Twenty Roman graves have been located so far near the shoreline in the northern Gaza and the team expect to unearth 80 in total within the 50-square-metre cemetery.
A 2,000-year-old Roman cemetery containing at least 20 ornately decorated graves has been uncovered near the shoreline in the northern Gaza.
The antiquities ministry on Thursday called it the most important local discovery of the past decade.
Gaza is rich with antiquities having been an important trading spot for many civilisations, from as far back as the ancient Egyptians and the Philistines depicted in the Bible, through the Roman empire and the crusades.
Ruins discovered there include the remains of a siege by Alexander the Great as well as a Mongol invasion.
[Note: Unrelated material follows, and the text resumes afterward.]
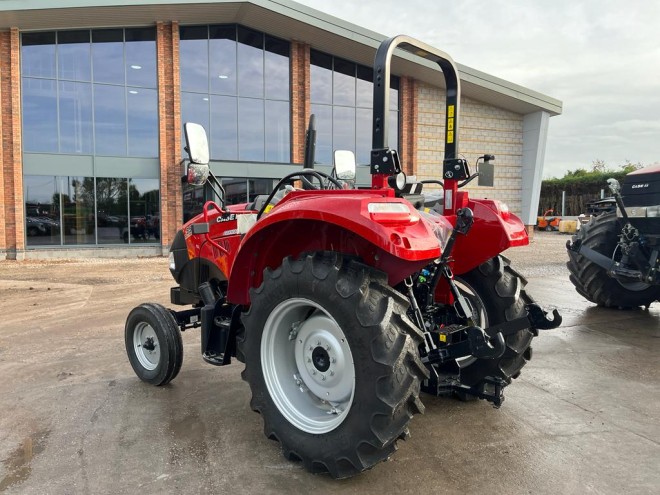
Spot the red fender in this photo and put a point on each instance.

Twenty Roman graves have been located so far and the team expect to unearth 80 in total within the 50-square-metre cemetery. Only two graves have been opened, one contained skeletal remains and some clay jars.
Because of the shape of the graves and the relatively ornate decorations, they likely belonged to "senior ranking people" in the Roman empire during the first century, said Jamal Abu Rida, director-general of Gaza's Ministry of Tourism and Antiquities.
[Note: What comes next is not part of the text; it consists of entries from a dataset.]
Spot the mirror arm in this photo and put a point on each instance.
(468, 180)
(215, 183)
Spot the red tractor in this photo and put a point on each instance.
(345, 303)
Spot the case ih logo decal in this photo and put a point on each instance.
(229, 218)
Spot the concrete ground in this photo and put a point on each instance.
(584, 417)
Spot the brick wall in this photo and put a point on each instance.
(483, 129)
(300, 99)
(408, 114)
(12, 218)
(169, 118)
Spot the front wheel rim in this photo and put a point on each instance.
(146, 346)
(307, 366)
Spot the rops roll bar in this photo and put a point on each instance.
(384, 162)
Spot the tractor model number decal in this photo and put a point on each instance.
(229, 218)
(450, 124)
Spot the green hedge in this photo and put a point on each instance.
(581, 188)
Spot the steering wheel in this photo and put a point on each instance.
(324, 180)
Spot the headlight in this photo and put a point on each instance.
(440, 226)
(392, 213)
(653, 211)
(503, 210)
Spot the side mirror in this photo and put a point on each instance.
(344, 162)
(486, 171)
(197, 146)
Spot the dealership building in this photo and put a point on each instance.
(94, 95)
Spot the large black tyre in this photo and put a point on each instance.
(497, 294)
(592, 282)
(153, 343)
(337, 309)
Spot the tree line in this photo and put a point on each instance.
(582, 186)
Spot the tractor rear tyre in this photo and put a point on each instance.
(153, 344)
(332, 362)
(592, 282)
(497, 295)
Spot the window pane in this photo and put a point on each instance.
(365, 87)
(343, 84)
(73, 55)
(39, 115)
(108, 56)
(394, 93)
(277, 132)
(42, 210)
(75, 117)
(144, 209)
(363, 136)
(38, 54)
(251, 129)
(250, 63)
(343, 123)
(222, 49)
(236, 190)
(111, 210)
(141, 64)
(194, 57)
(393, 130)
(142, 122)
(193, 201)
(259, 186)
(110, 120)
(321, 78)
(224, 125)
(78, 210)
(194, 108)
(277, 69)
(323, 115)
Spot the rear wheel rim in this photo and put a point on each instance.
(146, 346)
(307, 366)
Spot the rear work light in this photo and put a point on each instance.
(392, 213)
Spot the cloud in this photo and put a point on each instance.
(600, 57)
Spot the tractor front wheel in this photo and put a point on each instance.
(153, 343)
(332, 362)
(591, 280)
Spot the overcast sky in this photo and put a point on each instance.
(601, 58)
Unlike Muslim graves from later periods that face north to south, the Roman graves lie east to west, he said.
"We have made several discoveries in the past, this is the most important archaeological discovery in the past 10years," said Abu Rida.
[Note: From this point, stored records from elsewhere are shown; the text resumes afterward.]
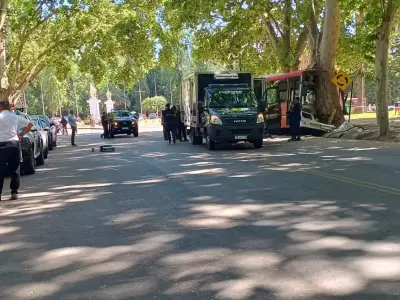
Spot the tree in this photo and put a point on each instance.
(154, 104)
(389, 10)
(328, 106)
(101, 35)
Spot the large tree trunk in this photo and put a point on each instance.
(3, 61)
(328, 97)
(381, 60)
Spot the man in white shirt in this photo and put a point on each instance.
(10, 153)
(74, 126)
The area is closed off to journalists and the public while the site is organised and made safe for visitors, the ministry said.
The site, which is being supervised by a French team of experts, was found by a construction crew working on an Egyptian-funded housing project. When they came upon some of the cemetery's large, ancient bricks, they stopped work and called in the archaeologists.
Gaza is run by the Palestinian Islamist group Hamas, which has fought four wars with Israel since 2008.
The conflict has crippled the local economy and authorities usually engage international groups to help excavate and preserve archaeological findings, said Abu Rida.